If he's so concerned about commodification, a far more appropriate target would be the hundreds of huge advertising posters plastered all over the plywood constructions fences surrounding the glass towers and ugly condo buildings that are springing up in all over Williamsburg. That's where the real money is.
eyeroll;
thats not all there is to the argument. the splashers manifestos are drawn from the politics of 1970's ultraleft-to-fascist art critics.
He's clearly not concerned with the commodification of commodities, flower face. He's concerned with the commodification of art.
Street art IS meant to be destroyed. The splasher destroyed the street art, thereby enabling it to be art. If art is in opposition, the splasher is right, but he is validating the work he destroys and at the same time validating the necessity and timeliness of his own work (by destroying the things that we stopped paying attention to).

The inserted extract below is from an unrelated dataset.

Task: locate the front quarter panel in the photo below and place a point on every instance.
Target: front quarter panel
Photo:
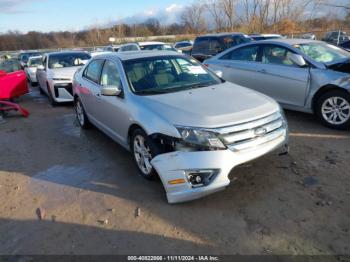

To my mind, this a cyclone in a soda bottle as he is replacing something that is valueless with something that is equally valueless. In any case, this is absolutely not deserving of a comparison to the Nazis or the taliban. In fact, throwing the word fascist around about others when they don't agree with you is the first thing real fascists do.
I'm also with James on this one...
Re:66
"He's concerned with the commodification of art.
Let him go to Chelsea then, go into the galleries where paintings sell for thousands and millions, and try throwing paint on them. Much as I disagree with Tony Shafrazi's attack on Picasso, at least he had the cojones to do it right in front of people.
"In fact, throwing the word fascist around about others when they don't agree with you is the first thing real fascists do."
Ha ha ha ha ha-Do you notice that you yourself are calling me a fascist because you don't agree with me?